アマプラの「夏のホラー特集」の中から、評価のよかった作品です。昭和感、日本映画のよさを感じられる佳編でした。
結論
今やおじさん俳優達の若き姿、タイプの違う女優陣の魅力、彼らを包む昭和趣味、乱歩趣味が堪能できる一作。観てソンは無し。
概要・あらすじ
真木栗ノ穴(まきぐりのあな)は、2007年公開の日本映画。四谷ラウンド文学賞を受賞し評論家に絶賛された女流作家・山本亜紀子による異色の小説「穴」を映画化。主人公の真木栗勉を演じるのは、数多くの映画に出演し日本映画界を代表す俳優のひとり、西島秀俊。また、妖しい女を演じるのは『夕凪の街 桜の国』の好演が印象に残る粟田麗。売れない小説家・真木栗の下に官能小説の依頼が舞い込む。しかし、官能小説など書いたこともないため筆が進まない。ある日、彼は部屋の壁に隣室を覗き見ることのできる穴を発見し…。
ネットより引用
古都鎌倉・切通し。古い木造アパートに住む売れない作家・真木栗勉(西島秀俊)は、部屋に2つの穴を発見する。西側の穴からは、隣室の佐々木(北村有起哉)をのぞき見ることができ、東側の穴をのぞくと、人は居らずちゃぶ台だけが見えた。ある日、真木栗は週刊誌の編集者・森本(利重剛)から官能小説の執筆を依頼される。しかし、真木栗に書けるはずもない。ただ時間だけが過ぎ去る中、真木栗は白い日傘をさし、アパートを見上げている女を目にする。女は部屋を探しているようだった。真木栗が西側の穴をのぞくと、女と佐々木が情事を繰り広げている。

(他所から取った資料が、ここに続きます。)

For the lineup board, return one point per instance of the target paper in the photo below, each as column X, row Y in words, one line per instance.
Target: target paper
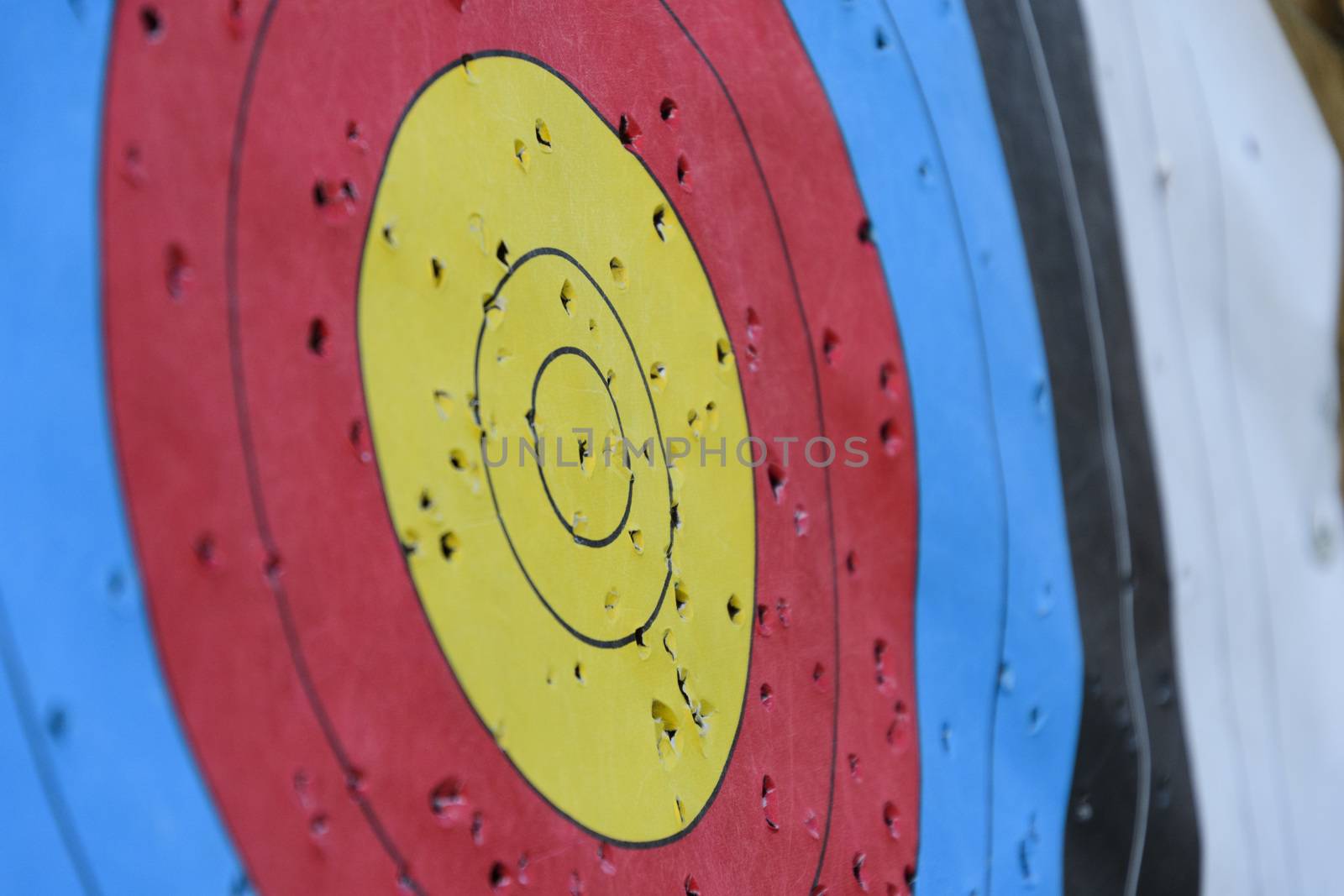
column 511, row 231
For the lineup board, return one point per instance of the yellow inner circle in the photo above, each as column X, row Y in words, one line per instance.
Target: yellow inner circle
column 510, row 223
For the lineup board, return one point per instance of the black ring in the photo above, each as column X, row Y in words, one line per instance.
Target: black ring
column 476, row 412
column 541, row 466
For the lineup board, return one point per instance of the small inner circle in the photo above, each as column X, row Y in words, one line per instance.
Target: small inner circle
column 541, row 466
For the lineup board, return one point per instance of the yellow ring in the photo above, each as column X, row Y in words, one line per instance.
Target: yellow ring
column 524, row 275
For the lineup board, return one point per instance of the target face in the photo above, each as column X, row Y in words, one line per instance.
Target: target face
column 609, row 586
column 423, row 627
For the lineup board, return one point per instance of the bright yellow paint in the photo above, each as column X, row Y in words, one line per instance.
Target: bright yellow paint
column 588, row 726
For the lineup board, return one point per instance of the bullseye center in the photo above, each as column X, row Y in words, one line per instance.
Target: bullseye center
column 578, row 452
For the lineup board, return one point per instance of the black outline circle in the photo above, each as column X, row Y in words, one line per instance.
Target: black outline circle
column 476, row 412
column 297, row 658
column 564, row 351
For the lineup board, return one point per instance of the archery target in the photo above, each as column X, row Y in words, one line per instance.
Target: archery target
column 102, row 794
column 652, row 676
column 596, row 566
column 995, row 587
column 465, row 367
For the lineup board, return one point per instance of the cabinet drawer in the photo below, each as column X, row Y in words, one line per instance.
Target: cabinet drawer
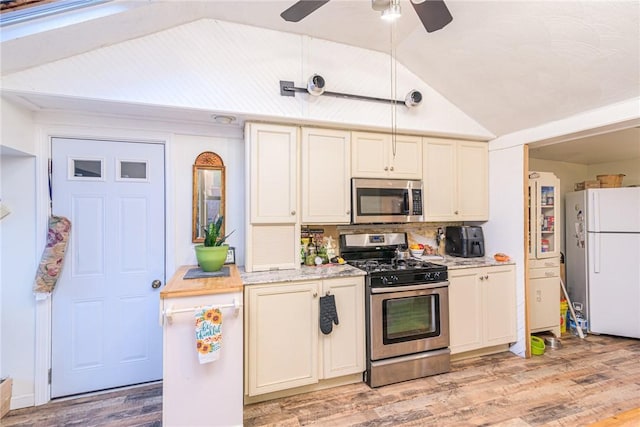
column 541, row 263
column 540, row 273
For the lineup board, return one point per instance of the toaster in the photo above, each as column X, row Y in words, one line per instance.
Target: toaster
column 464, row 241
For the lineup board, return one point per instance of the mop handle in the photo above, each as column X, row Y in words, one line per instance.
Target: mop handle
column 573, row 313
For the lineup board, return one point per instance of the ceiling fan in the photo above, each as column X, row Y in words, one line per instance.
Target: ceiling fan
column 433, row 13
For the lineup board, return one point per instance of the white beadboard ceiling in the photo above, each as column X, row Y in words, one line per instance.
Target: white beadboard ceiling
column 510, row 65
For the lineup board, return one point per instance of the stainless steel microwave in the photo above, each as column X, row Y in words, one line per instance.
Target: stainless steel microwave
column 385, row 201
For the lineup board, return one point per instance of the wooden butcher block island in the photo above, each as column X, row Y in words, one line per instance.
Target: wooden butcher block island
column 191, row 388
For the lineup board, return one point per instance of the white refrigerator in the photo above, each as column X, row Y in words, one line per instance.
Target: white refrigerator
column 602, row 231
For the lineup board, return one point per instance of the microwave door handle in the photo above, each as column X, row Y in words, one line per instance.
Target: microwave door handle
column 407, row 202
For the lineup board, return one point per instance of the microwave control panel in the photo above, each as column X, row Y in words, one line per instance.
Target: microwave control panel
column 417, row 201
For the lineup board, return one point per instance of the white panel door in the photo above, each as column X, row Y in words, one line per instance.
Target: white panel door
column 614, row 283
column 105, row 330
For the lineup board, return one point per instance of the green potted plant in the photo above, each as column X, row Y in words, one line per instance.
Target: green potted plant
column 213, row 252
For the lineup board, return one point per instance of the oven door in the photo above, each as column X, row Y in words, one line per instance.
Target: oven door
column 409, row 319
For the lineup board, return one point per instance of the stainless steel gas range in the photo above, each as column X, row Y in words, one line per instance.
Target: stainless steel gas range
column 407, row 309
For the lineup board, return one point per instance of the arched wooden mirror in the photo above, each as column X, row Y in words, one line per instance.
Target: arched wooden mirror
column 208, row 192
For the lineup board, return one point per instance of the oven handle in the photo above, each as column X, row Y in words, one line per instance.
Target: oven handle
column 419, row 287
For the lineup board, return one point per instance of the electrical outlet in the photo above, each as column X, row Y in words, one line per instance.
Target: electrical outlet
column 4, row 210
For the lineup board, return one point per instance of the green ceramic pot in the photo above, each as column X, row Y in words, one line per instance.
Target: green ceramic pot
column 211, row 258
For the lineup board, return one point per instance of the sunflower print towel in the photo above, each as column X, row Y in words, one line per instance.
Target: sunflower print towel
column 208, row 333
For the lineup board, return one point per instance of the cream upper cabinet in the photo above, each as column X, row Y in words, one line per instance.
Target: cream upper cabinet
column 282, row 336
column 456, row 180
column 482, row 305
column 273, row 229
column 380, row 155
column 343, row 349
column 326, row 176
column 272, row 173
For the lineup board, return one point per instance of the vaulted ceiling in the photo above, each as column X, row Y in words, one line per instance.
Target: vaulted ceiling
column 510, row 65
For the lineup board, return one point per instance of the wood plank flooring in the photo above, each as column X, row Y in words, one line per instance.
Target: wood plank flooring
column 583, row 382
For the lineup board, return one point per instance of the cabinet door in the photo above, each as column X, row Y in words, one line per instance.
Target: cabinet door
column 272, row 173
column 272, row 247
column 439, row 179
column 544, row 307
column 406, row 158
column 282, row 336
column 326, row 176
column 499, row 295
column 465, row 310
column 369, row 155
column 473, row 181
column 343, row 348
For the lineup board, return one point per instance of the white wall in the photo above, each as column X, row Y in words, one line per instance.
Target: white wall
column 18, row 265
column 17, row 127
column 507, row 178
column 18, row 252
column 24, row 175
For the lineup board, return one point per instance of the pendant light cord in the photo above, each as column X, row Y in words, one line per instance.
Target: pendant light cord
column 394, row 125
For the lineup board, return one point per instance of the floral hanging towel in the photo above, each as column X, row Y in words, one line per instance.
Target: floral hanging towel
column 53, row 255
column 208, row 333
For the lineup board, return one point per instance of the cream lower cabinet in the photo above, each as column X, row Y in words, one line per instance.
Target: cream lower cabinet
column 326, row 176
column 456, row 180
column 284, row 346
column 482, row 307
column 544, row 295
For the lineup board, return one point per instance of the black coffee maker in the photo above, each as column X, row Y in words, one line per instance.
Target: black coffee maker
column 464, row 241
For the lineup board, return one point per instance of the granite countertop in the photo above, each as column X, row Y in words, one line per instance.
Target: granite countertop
column 332, row 271
column 454, row 263
column 326, row 271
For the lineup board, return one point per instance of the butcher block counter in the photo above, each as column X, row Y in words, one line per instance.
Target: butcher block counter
column 195, row 393
column 178, row 286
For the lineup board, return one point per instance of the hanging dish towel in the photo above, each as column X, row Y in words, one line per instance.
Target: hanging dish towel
column 52, row 257
column 328, row 314
column 208, row 333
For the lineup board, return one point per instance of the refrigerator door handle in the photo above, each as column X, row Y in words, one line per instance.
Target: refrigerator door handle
column 595, row 211
column 596, row 252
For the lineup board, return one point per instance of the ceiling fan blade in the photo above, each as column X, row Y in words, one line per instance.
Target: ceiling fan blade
column 433, row 14
column 301, row 9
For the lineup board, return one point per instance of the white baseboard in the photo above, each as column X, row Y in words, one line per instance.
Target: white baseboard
column 22, row 401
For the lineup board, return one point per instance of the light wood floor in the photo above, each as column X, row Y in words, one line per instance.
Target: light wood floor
column 586, row 381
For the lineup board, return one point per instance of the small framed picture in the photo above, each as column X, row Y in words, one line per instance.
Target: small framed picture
column 231, row 256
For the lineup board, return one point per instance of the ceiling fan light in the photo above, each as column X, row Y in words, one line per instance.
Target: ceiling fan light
column 393, row 12
column 315, row 85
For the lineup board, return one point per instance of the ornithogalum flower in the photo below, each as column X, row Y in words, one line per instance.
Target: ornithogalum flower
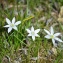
column 12, row 25
column 33, row 32
column 52, row 35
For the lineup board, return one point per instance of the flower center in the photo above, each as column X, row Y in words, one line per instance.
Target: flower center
column 32, row 33
column 52, row 36
column 12, row 25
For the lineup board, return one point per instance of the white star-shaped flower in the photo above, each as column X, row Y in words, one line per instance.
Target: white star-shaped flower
column 52, row 36
column 12, row 25
column 33, row 32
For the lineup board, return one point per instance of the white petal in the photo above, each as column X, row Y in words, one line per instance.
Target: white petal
column 47, row 31
column 51, row 30
column 9, row 29
column 36, row 31
column 47, row 36
column 37, row 35
column 58, row 39
column 33, row 37
column 57, row 34
column 13, row 20
column 7, row 26
column 29, row 35
column 32, row 28
column 28, row 30
column 54, row 43
column 18, row 22
column 8, row 21
column 15, row 27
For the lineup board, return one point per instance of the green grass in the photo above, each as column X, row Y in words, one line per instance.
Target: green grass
column 17, row 44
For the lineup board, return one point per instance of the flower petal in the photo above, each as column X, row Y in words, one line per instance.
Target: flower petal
column 51, row 30
column 57, row 34
column 8, row 21
column 33, row 37
column 58, row 39
column 7, row 26
column 9, row 29
column 37, row 35
column 13, row 20
column 32, row 28
column 15, row 27
column 47, row 36
column 29, row 35
column 36, row 31
column 54, row 43
column 28, row 30
column 47, row 31
column 18, row 22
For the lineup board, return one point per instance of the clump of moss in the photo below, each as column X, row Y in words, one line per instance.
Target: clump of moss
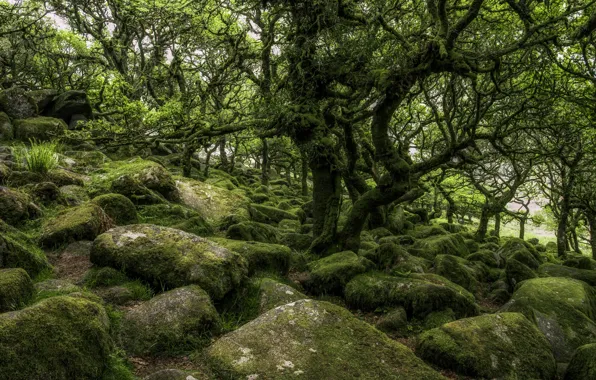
column 330, row 274
column 330, row 343
column 17, row 251
column 504, row 346
column 62, row 337
column 83, row 222
column 119, row 208
column 16, row 289
column 168, row 258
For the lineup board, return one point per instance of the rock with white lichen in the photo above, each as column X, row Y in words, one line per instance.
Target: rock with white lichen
column 310, row 339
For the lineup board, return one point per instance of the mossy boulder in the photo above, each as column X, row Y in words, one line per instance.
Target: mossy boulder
column 17, row 251
column 253, row 231
column 418, row 294
column 83, row 222
column 16, row 289
column 119, row 208
column 270, row 215
column 273, row 293
column 449, row 244
column 313, row 340
column 16, row 206
column 74, row 195
column 6, row 129
column 58, row 338
column 54, row 287
column 148, row 174
column 39, row 128
column 166, row 257
column 583, row 363
column 17, row 104
column 266, row 257
column 298, row 242
column 459, row 271
column 552, row 270
column 390, row 256
column 171, row 321
column 503, row 346
column 330, row 274
column 212, row 202
column 516, row 272
column 563, row 309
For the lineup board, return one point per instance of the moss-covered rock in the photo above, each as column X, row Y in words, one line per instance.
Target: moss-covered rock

真木栗は“穴”から見る出来事をネタに小説を書きはじめた。
同上
感想
まだ細身の西島や、今やおじさんバイプレーヤーでドラマ常連の北村有起哉がボクサー的な役柄で、田中哲司は遠景ばかりで影が薄い姿など、とても興味深い。
女優陣も、妖艶なキムラ緑子や担当編集の木下あゆ美の初々しさなど、魅力的です。
何と言っても隣の美女役の栗田 麗の昭和的女性の美しさと男を取り殺していく恐ろしさなしには成立しない作品でしょう。
異なる3つのタイプの女性を上手に描き出した作品とも言えましょう。
乱歩的なのぞき穴から隣を見るという根源的背徳感を中心にしながら、「ヨガですか?」などの軽いギャグを挟んでいるのが映画を変におどろおどろさせていなくて好感が持てます。
安アパート、売れない作家、官能小説など昭和趣味を堪能させてくれつつ、鎌倉の切り通しがまるで異世界の出入口として機能し、日本映画のいい意味での閉塞感を楽しませてくれます。
あまり期待もせずに観た作品ですが、思いもかけず拾いものに出会ううれしさがありました。映画ってとりあえず観るべきということに気づかされました。アマプラにてよかったら御覧ください。ホラーといってもそんな怖くないので安心してどうぞ。